I have tried to be fair.  I wanted to make sure that my reaction to the new Facebook was not just a knee jerk reaction, like when your wife comes home with a new haircut.  I wanted to be sure that you are the same you.  I wanted to ensure that my criticism is fully justifiable.  And well wouldn’t you know, I feel it is.

First off the bat I would like to point something out which perhaps someone in your HQ may not have considered.  I applaud your efforts in increasing the privacy of your users.  However if what people what is more privacy, then why use fucking social networks in the first place.  It is a simple choice, which doesn’t require any damn groups to make it easier.

I have no idea why you think lists are a great idea.  In a world where we are often criticised for being judgemental, you are in effect forcing us to pigeon-hole every single person I have met.  It is completely unneccessary.  If someone who isn’t a friend/school friend/lives in your area tries to add you, you can use a little black magic.  What you have to do is rip a chicken’s head of its living body, smother your naked body in its blood, put its entrails on your head and dance along aisle three of your local supermarket.  And when you get home select ignore.

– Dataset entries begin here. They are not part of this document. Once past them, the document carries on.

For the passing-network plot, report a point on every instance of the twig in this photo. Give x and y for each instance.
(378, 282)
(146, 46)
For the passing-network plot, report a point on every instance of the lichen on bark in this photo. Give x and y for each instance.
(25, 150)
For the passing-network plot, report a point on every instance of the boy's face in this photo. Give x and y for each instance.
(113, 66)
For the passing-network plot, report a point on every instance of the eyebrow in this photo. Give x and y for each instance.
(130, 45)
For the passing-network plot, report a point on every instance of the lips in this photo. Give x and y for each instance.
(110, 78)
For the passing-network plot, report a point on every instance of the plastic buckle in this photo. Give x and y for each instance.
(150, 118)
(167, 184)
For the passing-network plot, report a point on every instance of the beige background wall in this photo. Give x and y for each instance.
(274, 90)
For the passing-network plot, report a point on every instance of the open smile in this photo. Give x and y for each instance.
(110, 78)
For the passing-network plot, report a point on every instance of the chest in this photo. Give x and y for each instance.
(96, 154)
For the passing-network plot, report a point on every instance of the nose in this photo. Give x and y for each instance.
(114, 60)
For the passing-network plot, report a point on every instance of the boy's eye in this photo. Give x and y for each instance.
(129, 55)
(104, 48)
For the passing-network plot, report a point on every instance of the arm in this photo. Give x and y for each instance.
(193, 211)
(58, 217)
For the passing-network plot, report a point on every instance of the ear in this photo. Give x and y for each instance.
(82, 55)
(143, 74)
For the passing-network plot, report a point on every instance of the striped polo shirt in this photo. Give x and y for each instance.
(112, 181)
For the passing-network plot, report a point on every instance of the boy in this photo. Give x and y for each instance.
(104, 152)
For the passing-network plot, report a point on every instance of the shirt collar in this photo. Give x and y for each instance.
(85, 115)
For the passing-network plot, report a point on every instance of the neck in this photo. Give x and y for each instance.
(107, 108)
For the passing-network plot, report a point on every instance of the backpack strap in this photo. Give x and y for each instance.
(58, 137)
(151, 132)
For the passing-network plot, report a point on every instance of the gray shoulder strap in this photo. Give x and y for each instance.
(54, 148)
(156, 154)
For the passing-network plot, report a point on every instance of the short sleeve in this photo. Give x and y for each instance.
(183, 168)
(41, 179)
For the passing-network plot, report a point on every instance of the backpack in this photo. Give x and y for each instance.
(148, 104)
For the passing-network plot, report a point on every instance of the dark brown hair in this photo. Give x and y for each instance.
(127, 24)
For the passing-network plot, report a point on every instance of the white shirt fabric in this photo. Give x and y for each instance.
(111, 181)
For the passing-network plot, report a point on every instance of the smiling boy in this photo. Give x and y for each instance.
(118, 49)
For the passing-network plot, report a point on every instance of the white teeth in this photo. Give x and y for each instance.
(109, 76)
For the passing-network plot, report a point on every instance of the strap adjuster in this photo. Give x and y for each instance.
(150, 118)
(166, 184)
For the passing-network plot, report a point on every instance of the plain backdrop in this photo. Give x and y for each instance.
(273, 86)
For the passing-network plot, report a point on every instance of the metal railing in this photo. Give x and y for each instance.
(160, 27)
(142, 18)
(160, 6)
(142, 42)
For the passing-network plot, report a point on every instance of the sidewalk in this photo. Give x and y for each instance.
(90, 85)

I appreciate respect for innovation.  I suspect that you have grossly overrated your competition.  The similarities between your lists and Google+ circles are quite obvious.  However again it appears that you failed to notice one thing.  Nobody uses Google+.  There is only one thing worse than imitating someone else and that is imitating something which is significantly worse than you.

My point is Facebook that I loved you the way you are.  Part of your success was due to your simplicity.  In the era of cross platforming, simplicity is even more vital now than ever.  Maybe it’s because I am old.  Or too dumb or too slow to appreciate it.  One thing I would appreciate is one simple button in the settings marked Old Version.  That way you could give people the choice and find out exactly how the masses feel about your changes.